I’ve been to two wonderful Cheshire gardens this week and taken lots of photographs as you can imagine. I was accompanied to each garden with a different man (!), both also armed with cameras and reached some interesting conclusions that are summed up by the sculpture above.
- Two photographers looking at exactly the same subject or scene will see it very differently, will be stirred by different emotions and take very different photographs.
My first garden visit was to Abbeywood Gardens with fellow garden photographer, Joe Wainwright, whose work I greatly admire and who is a thoroughly nice guy, passionate about what he does and very happy to share his knowledge and experience with like-minded individuals. We met up to try out each others lenses, have a stroll around the gardens and have a spot of lunch.
I don’t find it easy to shoot wide angle shots of gardens, it just isn’t my natural style, but I was trying out Joe’s 24-105mm f/4 lens and always admire his garden vistas, so I thought I’d give it a go.The lens was fabulous, very sharp and it was great to see how it performed against my Tamron 24-70mm f/2.8. I still struggled against my natural instincts to photograph sections of the garden and am not very happy with my wide angle, wide view shots. Joe, however, I’m sure will have shot some lovely vistas, as this really is his thing. I’m waiting for his verdict on which lens performed best for him.
Abbeywood is well worth a visit by the way, beautiful formal gardens with exceptional planting and a new meadow area, which, although good now, is likely to be at its best in a month or so. I’d also pop in just for lunch in the restaurant and enjoy the views through the conservatory windows across the gardens.
Today’s visit was a real treat, to the privately owned Cogshall Grange, open for for the first time through the NGS. By the amount of cars I think the majority of the gardening fraternity in the North West had it in their diaries, as it was designed by an internationally renowned garden designer (Tom Stuart-Smith).

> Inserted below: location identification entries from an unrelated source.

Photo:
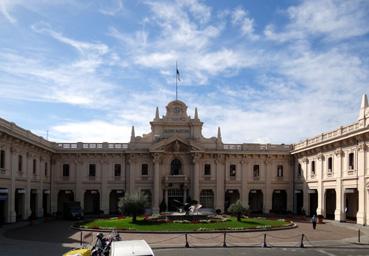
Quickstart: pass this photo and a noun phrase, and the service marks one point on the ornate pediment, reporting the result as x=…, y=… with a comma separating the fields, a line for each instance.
x=175, y=144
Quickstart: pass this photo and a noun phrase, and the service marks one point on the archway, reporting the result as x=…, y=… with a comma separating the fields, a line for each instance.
x=256, y=201
x=207, y=198
x=92, y=202
x=20, y=204
x=64, y=196
x=330, y=203
x=114, y=198
x=313, y=201
x=351, y=203
x=299, y=194
x=231, y=196
x=33, y=203
x=279, y=201
x=175, y=167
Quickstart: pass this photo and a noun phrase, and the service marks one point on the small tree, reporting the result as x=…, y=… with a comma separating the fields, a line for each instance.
x=133, y=205
x=237, y=208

It was a real treat and easily one of the most stunning gardens I’ve ever been to, successfully combining modern design and planting with the historic buildings and landscape. If you ever get chance to go I would urge you to do so.
My companion today was Nic with his trustee Samsung NX1000 and 16mm wide angle lens. His shots are totally different to mine (I loved a couple but don’t tell him!), we saw and liked completely different aspects of this very photogenic garden.
I didn’t go overboard with photographs as it was incredibly busy and very difficult to get shots without people in them. One thing I would have loved to have the chance to linger over were the grasses, a strong theme in the garden. Their movement in the breeze was glorious in the sunlight – very hard to capture and freeze. Tripods and commercial photography were not allowed, which was fine with me as I was there purely to indulge my favourite hobby in perfect surroundings.
This is my forte – plant portraits. I love combining these with smaller vistas of gardens, when added together they give you a sense of the place.
I fell in love with a sculpture at the garden today and if money were no object I would commission this for our front garden – a contemporary (bronze?) bench with a figure at either end, each looking in a different direction. Some might see it as a bit melancholy, two figures isolated from one another, but I saw in it two people who sit peacefully in each other’s company, but who have independent views.
The other conclusion I reached from this week’s visits is that I prefer to photograph alone. I want to enter “the zone” on my own, lose myself and not have to worry about what anyone else is doing. That’s not to say that I want to go along to gardens solo, but just ask that I’m allowed to head off alone for at least some of the time, with a rendez-vous in the tea room to compare notes and shots.